Le Conseil a ainsi restreint strictement les hypothèses d’un renvoi préjudiciel.

Cette décision du 4 avril 2013 ouvre en conséquence une nouvelle hypothèse de contrôle de conventionnalité, mais où le dialogue des juges est strictement limité par la réunion de conditions permettant au Conseil constitutionnel de respecter ses obligations.

Cons. const. 4 avr. 2013, n°2013-314P QPC

Références

■ Cons. const. 15 janv. 1975, IVG, n°74-54 DC.

■ Cons. const. 30 nov. 2006, Loi relative au secteur de l'énergien°2006-543 DC.

■ Cons. const. 20 mai 1998, Droit de vote des citoyens de l’Union, n°98-400 DC.

■ Article 695-46 du Code de procédure pénale

« La chambre de l'instruction devant laquelle la personne recherchée a comparu est saisie de toute demande émanant des autorités compétentes de l'État membre d'émission en vue de consentir à des poursuites ou à la mise à exécution d'une peine ou d'une mesure de sûreté prononcées pour d'autres infractions que celles ayant motivé la remise et commises antérieurement à celle-ci. 

La chambre de l'instruction est également compétente pour statuer, après la remise de la personne recherchée, sur toute demande des autorités compétentes de l'État membre d'émission en vue de consentir à la remise de la personne recherchée à un autre État membre en vue de l'exercice de poursuites ou de l'exécution d'une peine ou d'une mesure de sûreté privatives de liberté pour un fait quelconque antérieur à la remise et différent de l'infraction qui a motivé cette mesure. 

Dans les deux cas, un procès-verbal consignant les déclarations faites par la personne remise est également transmis par les autorités compétentes de l'État membre d'émission et soumis à la chambre de l'instruction. Ces déclarations peuvent, le cas échéant, être complétées par les observations faites par un avocat de son choix ou, à défaut, commis d'office par le bâtonnier de l'ordre des avocats. 

La chambre de l'instruction statue sans recours après s'être assurée que la demande comporte aussi les renseignements prévus à l'article 695-13 et avoir, le cas échéant, obtenu des garanties au regard des dispositions de l'article 695-32, dans le délai de trente jours à compter de la réception de la demande. 

Le consentement est donné lorsque les agissements pour lesquels il est demandé constituent l'une des infractions visées à l'article 695-23, et entrent dans le champ d'application de l'article 695-12. 

Le consentement est refusé pour l'un des motifs visés aux articles 695-22 et 695-23 et peut l'être pour l'un de ceux mentionnés à l'article 695-24. »

■ Article 23-10 de l’ordonnance 58-1067 du 7 novembre 1958

« Le Conseil constitutionnel statue dans un délai de trois mois à compter de sa saisine.

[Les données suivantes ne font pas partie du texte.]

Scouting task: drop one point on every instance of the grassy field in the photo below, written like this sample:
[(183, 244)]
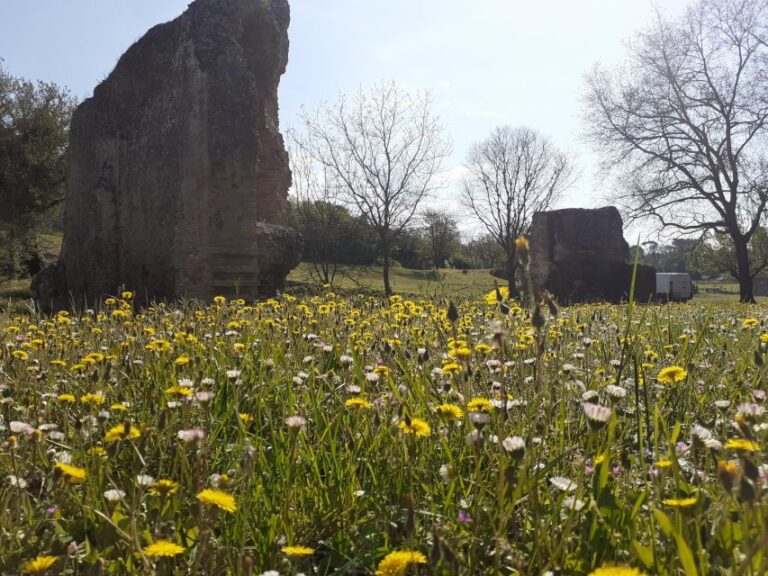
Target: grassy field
[(358, 435), (428, 283)]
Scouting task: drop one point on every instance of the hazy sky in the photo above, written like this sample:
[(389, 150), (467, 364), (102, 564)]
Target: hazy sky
[(487, 62)]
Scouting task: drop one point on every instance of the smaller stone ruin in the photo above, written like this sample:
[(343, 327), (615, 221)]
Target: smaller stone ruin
[(580, 255)]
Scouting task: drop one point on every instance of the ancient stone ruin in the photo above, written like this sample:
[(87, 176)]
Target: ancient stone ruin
[(178, 173), (580, 255)]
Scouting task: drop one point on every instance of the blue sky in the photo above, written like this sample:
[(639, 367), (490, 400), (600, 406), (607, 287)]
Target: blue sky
[(487, 62)]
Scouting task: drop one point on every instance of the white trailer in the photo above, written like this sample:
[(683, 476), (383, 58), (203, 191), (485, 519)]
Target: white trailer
[(673, 286)]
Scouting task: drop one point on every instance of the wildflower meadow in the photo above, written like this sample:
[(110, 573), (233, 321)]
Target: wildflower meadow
[(351, 434)]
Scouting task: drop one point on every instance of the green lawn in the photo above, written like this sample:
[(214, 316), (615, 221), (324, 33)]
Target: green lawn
[(424, 282)]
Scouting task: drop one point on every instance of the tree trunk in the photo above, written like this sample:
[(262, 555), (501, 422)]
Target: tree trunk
[(387, 287), (509, 269), (13, 253), (746, 294)]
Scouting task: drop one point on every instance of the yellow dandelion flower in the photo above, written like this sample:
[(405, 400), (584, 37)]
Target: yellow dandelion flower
[(480, 405), (95, 399), (451, 368), (449, 411), (742, 444), (493, 298), (297, 550), (681, 502), (217, 498), (462, 353), (599, 459), (73, 474), (358, 402), (672, 374), (122, 432), (616, 571), (163, 548), (179, 391), (395, 563), (415, 426), (39, 565)]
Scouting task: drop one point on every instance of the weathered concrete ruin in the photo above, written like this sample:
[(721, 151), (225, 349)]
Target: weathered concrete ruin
[(580, 255), (178, 172)]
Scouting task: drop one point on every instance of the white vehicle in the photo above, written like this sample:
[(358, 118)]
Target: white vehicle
[(673, 286)]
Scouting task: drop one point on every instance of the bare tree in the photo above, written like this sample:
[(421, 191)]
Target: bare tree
[(512, 174), (442, 235), (683, 123), (384, 148)]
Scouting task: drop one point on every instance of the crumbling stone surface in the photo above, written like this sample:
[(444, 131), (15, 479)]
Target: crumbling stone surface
[(580, 255), (178, 173)]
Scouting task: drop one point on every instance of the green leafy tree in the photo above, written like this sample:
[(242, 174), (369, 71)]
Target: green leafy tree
[(34, 135)]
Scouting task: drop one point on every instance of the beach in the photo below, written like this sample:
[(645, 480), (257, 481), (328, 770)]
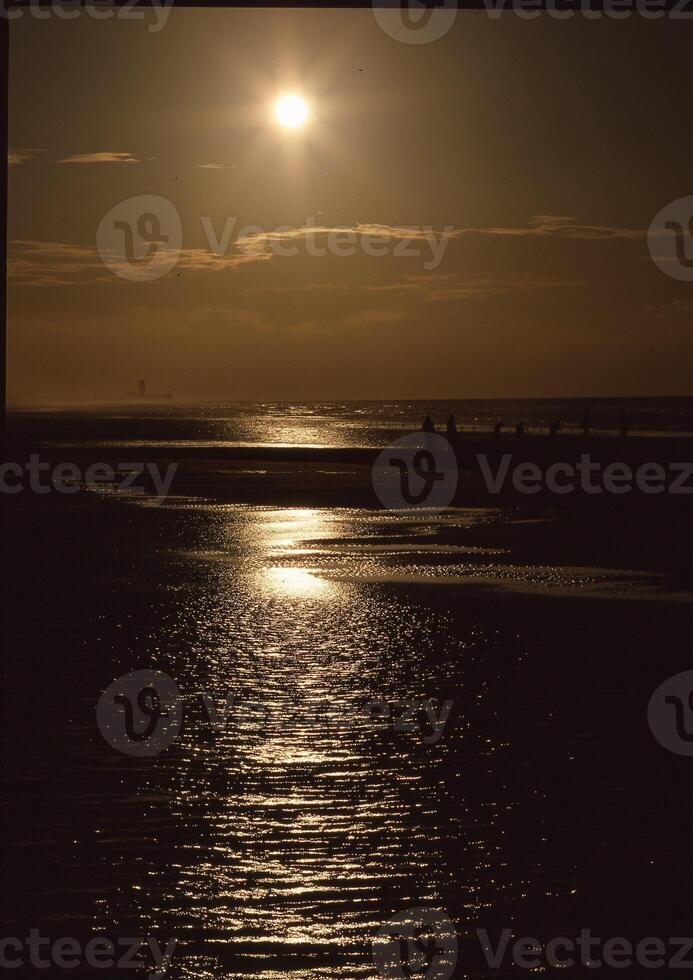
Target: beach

Les parties sont mises à même de présenter contradictoirement leurs observations. L'audience est publique, sauf dans les cas exceptionnels définis par le règlement intérieur du Conseil constitutionnel. »

■ Déclaration des droits de l’homme et du citoyen

Article 6

« La loi est l'expression de la volonté générale. Tous les citoyens ont droit de concourir personnellement, ou par leurs représentants, à sa formation. Elle doit être la même pour tous, soit qu'elle protège, soit qu'elle punisse. Tous les citoyens étant égaux à ses yeux sont également admissibles à toutes dignités, places et emplois publics, selon leur capacité; et sans autre distinction que celle de leurs vertus et de leurs talents. »

Article 16

« Toute société dans laquelle la garantie des droits n'est pas assurée, ni la séparation des pouvoirs déterminée, n'a point de Constitution. »

■ Constitution de 1958

Article 61

« Les lois organiques, avant leur promulgation, les propositions de loi mentionnées à l'article 11 avant qu'elles ne soient soumises au référendum, et les règlements des assemblées parlementaires, avant leur mise en application, doivent être soumis au Conseil constitutionnel, qui se prononce sur leur conformité à la Constitution.

Aux mêmes fins, les lois peuvent être déférées au Conseil constitutionnel, avant leur promulgation, par le Président de la République, le Premier ministre, le Président de l'Assemblée nationale, le Président du Sénat ou soixante députés ou soixante sénateurs.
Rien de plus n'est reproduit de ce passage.